I read somewhere that people in my generation are allegedly guilty of constantly comparing our lives to what we see on social media. I imagine these hasty assessments of ourselves are one of the culprits of the unsatisfactory ratings we have in our mid 20’s. We put ourselves up against illusionary standards that become clouds over our head. My cloud however, is not particularly induced by my peers who have done and accomplished way more than I have, but this juxtaposition of today me and 16 year-old me in my head.
A couple of years ago, Vicky Belo campaigned Going back to the young and beautiful you that made growing up without grace sound so universal and relatable— I did! There are a lot of things that defined me back in high school that I wish still did up until now. Aside from the decrease in pounds, better skin, with simpler concerns and more manageable problems, what I wish I had back most was my drive to chase the dreams I so confidently dared to dream. 16 year-old me painted prettier pictures of the future— brighter colors, more texture, skillful techniques inspired by hope. Now, having accomplished little compared to my ideals, falling short more often than I wish I did, and having few triumphs to show in the past 6 years don’t really inspire hope.

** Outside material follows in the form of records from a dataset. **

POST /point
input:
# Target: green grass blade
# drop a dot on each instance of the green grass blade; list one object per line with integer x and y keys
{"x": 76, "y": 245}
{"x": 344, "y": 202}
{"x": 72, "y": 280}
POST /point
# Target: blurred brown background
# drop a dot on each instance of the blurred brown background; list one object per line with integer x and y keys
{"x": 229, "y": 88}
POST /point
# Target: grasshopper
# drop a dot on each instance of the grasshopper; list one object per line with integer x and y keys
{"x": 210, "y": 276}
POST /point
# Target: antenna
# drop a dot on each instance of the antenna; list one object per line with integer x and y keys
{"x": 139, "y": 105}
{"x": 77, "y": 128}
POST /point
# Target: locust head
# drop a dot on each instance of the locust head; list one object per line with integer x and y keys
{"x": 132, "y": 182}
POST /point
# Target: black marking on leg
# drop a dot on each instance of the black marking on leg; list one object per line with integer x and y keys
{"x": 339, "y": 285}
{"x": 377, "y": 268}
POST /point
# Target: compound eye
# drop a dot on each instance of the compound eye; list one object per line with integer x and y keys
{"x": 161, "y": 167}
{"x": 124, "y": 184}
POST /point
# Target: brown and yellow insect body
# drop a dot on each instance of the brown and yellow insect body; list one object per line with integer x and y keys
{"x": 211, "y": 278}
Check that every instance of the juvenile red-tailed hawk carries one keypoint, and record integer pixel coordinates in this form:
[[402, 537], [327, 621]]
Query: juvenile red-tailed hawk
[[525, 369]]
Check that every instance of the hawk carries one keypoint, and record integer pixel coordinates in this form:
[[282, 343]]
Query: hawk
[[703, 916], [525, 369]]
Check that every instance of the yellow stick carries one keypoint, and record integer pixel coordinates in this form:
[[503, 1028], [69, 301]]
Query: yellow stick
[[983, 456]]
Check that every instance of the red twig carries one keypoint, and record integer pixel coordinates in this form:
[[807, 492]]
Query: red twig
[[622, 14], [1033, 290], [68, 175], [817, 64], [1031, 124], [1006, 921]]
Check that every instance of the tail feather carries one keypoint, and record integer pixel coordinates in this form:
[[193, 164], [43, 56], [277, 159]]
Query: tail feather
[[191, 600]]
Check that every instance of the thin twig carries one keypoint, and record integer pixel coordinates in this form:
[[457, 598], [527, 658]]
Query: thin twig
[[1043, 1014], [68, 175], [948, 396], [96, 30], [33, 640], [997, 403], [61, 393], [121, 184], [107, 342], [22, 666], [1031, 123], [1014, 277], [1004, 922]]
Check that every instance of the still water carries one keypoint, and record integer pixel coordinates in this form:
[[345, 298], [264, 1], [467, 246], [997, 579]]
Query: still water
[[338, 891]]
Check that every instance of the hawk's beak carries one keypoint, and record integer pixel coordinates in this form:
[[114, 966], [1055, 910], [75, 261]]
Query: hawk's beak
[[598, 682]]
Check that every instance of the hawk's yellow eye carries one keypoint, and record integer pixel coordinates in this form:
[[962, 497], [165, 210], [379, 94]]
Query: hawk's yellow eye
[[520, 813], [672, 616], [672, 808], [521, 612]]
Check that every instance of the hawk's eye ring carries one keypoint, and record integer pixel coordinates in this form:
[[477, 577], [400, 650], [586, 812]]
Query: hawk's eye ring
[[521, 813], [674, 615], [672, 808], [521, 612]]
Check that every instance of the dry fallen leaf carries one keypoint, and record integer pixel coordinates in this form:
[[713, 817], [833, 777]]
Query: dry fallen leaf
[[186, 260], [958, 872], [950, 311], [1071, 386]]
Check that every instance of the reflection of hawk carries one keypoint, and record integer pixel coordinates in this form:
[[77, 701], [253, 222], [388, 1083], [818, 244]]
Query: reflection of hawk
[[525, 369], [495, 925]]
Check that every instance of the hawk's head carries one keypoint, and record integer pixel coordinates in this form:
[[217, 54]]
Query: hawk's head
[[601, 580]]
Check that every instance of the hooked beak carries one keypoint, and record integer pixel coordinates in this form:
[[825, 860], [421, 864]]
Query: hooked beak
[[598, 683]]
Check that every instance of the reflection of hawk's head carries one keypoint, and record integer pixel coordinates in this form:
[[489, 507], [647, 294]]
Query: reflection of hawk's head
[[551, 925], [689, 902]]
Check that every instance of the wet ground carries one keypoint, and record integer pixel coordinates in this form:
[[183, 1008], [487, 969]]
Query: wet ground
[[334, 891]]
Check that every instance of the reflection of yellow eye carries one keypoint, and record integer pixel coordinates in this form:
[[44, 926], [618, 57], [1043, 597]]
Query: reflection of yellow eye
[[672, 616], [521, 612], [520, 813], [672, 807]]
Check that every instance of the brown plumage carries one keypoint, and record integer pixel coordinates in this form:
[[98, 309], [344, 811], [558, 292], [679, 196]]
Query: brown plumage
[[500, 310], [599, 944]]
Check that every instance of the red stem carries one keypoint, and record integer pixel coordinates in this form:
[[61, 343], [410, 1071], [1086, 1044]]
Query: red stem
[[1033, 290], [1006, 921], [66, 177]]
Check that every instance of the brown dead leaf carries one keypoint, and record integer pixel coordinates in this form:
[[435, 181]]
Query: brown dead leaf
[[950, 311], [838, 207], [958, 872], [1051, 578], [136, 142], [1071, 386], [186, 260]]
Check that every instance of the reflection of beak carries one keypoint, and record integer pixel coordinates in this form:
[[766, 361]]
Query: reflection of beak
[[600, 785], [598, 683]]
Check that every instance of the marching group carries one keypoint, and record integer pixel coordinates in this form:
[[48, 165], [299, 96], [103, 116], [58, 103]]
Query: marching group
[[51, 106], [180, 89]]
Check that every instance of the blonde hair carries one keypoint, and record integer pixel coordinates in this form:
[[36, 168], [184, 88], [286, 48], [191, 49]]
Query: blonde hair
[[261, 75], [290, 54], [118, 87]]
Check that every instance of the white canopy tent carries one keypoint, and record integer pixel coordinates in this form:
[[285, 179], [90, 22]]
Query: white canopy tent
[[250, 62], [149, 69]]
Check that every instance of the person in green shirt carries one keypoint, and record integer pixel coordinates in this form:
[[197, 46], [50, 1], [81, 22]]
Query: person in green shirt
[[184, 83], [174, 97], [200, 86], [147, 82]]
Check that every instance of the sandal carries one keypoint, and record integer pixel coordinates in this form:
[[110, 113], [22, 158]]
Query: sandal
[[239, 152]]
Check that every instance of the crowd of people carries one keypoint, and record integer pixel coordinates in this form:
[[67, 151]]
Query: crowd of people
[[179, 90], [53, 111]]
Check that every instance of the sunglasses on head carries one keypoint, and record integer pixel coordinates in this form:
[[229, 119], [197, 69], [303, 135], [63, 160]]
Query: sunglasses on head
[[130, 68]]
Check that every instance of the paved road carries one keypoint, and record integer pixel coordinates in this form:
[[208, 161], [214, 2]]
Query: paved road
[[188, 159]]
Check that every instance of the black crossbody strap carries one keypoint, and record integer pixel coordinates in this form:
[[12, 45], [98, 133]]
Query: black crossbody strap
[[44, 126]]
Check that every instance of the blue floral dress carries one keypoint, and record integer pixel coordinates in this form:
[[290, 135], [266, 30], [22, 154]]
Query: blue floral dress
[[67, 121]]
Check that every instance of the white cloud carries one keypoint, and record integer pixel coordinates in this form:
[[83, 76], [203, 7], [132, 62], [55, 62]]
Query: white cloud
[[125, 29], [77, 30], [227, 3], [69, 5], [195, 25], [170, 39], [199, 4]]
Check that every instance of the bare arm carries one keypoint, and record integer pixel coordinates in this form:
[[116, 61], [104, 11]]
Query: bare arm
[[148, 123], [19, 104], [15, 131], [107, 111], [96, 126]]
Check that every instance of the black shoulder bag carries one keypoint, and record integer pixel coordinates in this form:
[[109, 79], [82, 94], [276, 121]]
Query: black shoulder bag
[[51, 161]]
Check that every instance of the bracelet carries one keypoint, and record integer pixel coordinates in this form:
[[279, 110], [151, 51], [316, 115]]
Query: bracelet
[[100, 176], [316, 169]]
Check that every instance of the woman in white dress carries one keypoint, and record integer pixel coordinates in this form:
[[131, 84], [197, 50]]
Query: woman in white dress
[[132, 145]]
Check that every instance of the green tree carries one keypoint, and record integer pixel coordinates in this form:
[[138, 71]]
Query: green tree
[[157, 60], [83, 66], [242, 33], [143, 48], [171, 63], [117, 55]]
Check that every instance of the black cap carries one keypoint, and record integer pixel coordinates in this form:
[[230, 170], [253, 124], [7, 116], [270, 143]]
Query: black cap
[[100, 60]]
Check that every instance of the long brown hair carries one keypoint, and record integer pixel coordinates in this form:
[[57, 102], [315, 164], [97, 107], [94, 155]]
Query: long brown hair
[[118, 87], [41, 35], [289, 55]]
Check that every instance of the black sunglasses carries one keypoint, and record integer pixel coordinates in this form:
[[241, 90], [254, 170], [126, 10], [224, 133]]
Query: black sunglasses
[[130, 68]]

This kind of drama going on and on in my head gets exhausting. I had to make as much sense as I could on why I am where I am. I figured maybe a reason why sometimes we have to get stuck first is to give us time to reflect before we can move on to the next chapter.
What I discovered is that there is comfort in trying and in having tried. Your day ends brighter when you know you have dedicated it to doing better than yesterday.” Regret can be defeated by the security of, at the very least, an attempt. And I guess at this age, it’s what the world can really expect of us— to dream and keep at it. Great things take time. Most young people don’t have capital money to start up a dream business, the right connections to land the dream job, or the degree to qualify for the dream position but we all have time to invest on whatever dream we have. Some achieve success sooner than most, but that’s okay.
While it’s tempting to just accept barriers as limitations and define what we can achieve based on what we see people others achieve, it’s important to go back to the younger versions of ourselves— more ambitious with our goals and more fearless with our forecasts.
I was scrolling through my old blog and found advice from the younger me (yes, she was a better writer too): Hold on to your dream. Picture it well and imagine it perfect.